Washing Protocol for Intact Proteoform MALDI on Human Kidney
Kevin J Zemaitis, Dusan Velickovic, Ljiljana.PasaTolic
Abstract
Scope:
A detailed protocol entailing the sample washing protocols developed for human kidney, this includes several timed washing steps for fixing the tissue, removing small molecule interferents, and desalting the tissue surface optimized for use with a Spectroglyph EP-MALDI-2 source mounted on a custom Thermo Scientific UHMR Q Exactive HF Orbitrap.
Expected Outcomes:
Human kidney slides ready for pre-extraction and/or matrix application.
Before start
Prepare 100mL of all necessary solvents for the tissue washing steps and clean Coplin jars prior to use.
Steps
Preparation
While the tissue is within the vacuum desiccator, pour all necessary solvents and solutions into the Coplin jar. These have a volume of approximately 75mL and to reduce the variability in extraction fill the jars consistently.
Prior to submerging the tissue section in solvent and solutions, ensure that the timers are set beforehand. While three timers are not necessary, it vastly improves the process.
If any metadata is present on the slide written in permanent marker remove it at this time. Take a photo and note within a notebook prior to removal, this is necessary as this will contaminate the Coplin jars within all washes.
Tissue fixation wash
Submerge the tissue section within a Coplin jar filled with a solution of 70% ethanol for 0h 0m 30s
Immediately move the tissue section with tweezers to then next coplin jar containing 100% ethanol for 0h 0m 30s
Lipid depletion wash
After completion of the tissue fixation steps, immediately move the tissue section with tweezers to then next Coplin jar containing Carnoy's solution for 0h 2m 0s
Carnoy's solution is a 6:3:1 volumetric solution of ethanol: chloroform: glacial acetic acid, while other solutions could be put within plastic staining jars a glass Coplin jar is highly recommended for this and other polar aprotic solvents.
Note: dipping, agitation, and any movement of the slide within the Coplin jar will dramatically change outcomes of all washes.

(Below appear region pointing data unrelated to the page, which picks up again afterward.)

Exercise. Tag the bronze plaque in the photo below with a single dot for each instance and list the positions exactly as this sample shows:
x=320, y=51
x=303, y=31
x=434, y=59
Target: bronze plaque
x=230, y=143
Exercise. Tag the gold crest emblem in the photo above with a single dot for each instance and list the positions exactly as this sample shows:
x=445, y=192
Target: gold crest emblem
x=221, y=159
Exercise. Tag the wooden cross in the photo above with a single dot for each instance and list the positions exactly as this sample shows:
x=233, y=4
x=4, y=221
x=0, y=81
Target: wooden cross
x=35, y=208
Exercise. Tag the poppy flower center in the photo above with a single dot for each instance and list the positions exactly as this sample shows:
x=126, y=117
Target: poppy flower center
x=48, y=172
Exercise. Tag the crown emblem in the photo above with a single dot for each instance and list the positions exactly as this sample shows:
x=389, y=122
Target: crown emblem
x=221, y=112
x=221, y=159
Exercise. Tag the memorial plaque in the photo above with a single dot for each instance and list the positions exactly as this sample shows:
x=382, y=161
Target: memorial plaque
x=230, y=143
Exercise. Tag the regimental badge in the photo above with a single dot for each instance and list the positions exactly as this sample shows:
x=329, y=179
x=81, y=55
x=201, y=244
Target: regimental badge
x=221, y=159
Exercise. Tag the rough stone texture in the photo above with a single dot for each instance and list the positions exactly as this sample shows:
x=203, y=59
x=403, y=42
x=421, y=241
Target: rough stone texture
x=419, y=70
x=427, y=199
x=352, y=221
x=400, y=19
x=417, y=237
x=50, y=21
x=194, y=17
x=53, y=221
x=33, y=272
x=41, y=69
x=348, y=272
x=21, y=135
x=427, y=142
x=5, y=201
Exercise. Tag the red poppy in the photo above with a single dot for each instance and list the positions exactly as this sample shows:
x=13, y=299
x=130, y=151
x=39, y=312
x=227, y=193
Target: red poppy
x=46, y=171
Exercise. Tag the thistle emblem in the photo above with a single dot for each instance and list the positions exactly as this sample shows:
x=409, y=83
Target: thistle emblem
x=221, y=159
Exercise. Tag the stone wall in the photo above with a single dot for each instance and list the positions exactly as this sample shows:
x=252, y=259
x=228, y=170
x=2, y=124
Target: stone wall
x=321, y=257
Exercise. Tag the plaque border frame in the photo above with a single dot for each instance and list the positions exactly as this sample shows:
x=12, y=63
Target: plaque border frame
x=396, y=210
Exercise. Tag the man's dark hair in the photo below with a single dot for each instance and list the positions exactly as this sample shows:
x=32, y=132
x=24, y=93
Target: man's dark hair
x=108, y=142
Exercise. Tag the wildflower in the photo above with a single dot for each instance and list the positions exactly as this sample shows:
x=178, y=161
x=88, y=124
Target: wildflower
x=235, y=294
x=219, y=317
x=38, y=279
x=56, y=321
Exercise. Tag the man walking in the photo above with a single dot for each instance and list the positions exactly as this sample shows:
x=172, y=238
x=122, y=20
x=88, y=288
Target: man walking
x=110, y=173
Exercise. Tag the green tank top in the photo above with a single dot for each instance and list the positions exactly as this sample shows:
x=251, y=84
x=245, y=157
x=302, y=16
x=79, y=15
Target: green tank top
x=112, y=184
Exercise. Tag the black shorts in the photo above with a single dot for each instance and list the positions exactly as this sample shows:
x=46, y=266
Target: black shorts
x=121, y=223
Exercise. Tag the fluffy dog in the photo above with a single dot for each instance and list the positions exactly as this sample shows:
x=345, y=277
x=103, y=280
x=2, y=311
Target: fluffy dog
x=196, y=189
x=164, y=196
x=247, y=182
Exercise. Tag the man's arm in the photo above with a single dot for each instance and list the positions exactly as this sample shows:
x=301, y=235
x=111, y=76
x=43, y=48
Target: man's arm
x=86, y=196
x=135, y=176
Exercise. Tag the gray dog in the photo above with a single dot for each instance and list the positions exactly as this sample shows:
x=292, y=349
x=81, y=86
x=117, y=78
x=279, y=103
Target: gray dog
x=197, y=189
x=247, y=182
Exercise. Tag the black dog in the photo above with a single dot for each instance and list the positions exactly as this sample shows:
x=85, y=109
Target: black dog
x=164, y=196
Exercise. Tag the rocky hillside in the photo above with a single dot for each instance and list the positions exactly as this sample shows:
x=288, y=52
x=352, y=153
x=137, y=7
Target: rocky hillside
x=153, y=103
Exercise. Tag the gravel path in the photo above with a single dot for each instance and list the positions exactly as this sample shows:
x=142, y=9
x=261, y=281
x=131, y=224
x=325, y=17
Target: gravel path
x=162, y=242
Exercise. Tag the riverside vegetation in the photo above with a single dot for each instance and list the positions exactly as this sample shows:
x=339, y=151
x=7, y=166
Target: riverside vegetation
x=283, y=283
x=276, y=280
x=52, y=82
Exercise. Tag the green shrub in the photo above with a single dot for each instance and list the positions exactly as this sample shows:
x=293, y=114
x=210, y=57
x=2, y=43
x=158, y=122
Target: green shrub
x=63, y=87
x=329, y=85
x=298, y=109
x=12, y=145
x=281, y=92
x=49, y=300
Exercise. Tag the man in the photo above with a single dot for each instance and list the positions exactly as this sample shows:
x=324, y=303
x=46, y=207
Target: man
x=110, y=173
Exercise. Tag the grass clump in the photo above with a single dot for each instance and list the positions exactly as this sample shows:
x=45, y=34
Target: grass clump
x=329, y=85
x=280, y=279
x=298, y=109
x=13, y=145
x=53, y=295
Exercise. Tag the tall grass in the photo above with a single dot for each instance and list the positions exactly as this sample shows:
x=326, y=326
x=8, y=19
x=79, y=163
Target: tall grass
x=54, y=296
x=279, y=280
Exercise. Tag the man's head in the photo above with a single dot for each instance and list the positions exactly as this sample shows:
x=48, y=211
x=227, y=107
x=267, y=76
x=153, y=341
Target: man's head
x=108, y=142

Tissue is prone to detach from the surface within this step.
Following exposure to Carnoy's solution, submerge the slide with 100% ethanol for 0h 0m 30s
Desalting wash
After completion of the lipid depletion washes, submerge the tissue sections within nanopure water with 0.2% trifluoroacetic (TFA) acid for 0h 0m 15s
Note: dipping, agitation, and any movement of the slide within the Coplin jar will dramatically change outcomes of all washes. Tissue is prone to detach from the surface within this step.
After exposure to water, submerge the slide within 100% ethanol for 0h 0m 30s
Ensure this is a new solution of 100% ethanol not used within previous steps.
Drying tissue
After the completion of all steps, dry the tissue for 0h 0m 30s under a diffuse stream of nitrogen, take care to ensure that liquid does not pool within the surface. The tissue section is now prepared for the next steps within the tissue preparation protocol.
Discard all solvents and solutions properly, and best practice is to use fresh solvents and solutions for subsequent washes.